Dennoch setzen auf Compose HTML verschiedene Projekte auf. So zum Beispiel KVision, fritz2, Doodle und Kobweb. Kobweb fährt dabei einen sehr interessanten Ansatz: Jetpack Compose für das Web, ohne die Einschränkungen, die Compose Multiplatform mit sich bringt.

Kobweb definiert seine eigene API, die der von Jetpack Compose aber teilweise sehr ähnlich ist. Das ist besonders vorteilhaft für die Zielplattformen Android und Web. Denn es erstellt zwei separate Frontends, wobei sich viele Teile des Codes aber wiederverwenden lassen oder nur geringfügiger Anpassungen bedürfen.

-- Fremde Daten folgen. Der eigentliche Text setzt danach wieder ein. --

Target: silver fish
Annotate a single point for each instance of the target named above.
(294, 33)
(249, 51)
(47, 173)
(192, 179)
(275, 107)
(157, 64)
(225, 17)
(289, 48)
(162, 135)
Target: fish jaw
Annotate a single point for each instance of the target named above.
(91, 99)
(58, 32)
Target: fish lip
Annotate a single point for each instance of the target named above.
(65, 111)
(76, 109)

Die Abbildungen 4 und 5 zeigen, wie ähnlich die APIs aussehen können.

Beispiel Composable für Android in Jetpack Compose (Abb. 4)

Beispiel Composable für das Web in Kobweb (Abb. 5)

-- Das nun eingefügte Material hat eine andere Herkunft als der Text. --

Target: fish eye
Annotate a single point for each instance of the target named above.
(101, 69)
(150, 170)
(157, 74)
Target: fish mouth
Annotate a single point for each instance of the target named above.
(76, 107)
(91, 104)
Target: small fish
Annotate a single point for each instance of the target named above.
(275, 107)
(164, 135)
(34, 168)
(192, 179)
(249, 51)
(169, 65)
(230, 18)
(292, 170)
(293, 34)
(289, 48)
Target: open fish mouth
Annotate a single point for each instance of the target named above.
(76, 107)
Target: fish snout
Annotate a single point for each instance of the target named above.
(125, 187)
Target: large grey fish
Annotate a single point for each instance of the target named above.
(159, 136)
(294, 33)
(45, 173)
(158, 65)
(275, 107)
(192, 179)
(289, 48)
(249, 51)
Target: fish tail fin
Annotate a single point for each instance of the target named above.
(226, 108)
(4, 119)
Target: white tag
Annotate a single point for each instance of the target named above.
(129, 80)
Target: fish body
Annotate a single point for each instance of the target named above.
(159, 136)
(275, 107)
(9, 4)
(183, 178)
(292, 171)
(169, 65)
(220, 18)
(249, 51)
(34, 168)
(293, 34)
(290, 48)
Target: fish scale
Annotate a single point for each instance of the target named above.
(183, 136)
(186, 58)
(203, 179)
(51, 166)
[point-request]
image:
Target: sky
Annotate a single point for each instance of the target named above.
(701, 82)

Die bekannten Layout-Elemente Row und Column lassen sich in Kobweb nahezu identisch wie in Jetpack Compose verwenden. Die Reihenfolge der Modifier ist im Gegensatz zu Jetpack Compose allerdings irrelevant. Das liegt daran, dass Kobweb aus den gesetzten Modifiern im Hintergrund HTML-Elemente erzeugt und diese mittels CSS entsprechend anpasst.

Ein weiterer Unterschied besteht darin, wie das Framework Texte, Buttons und andere Seitenelemente erzeugt. Dafür greift es direkt auf die entsprechenden Compose-HTML-Elemente zu. Daraus entstehen im Hintergrund HTML-Elemente – native Webentwicklung mit Kotlin. Aus dem gesamten Konstrukt generiert Kobweb den Quellcode der Webseite und hilft darüber hinaus bei der Navigation, ermöglicht Live Reloading und unterstützt Markdown.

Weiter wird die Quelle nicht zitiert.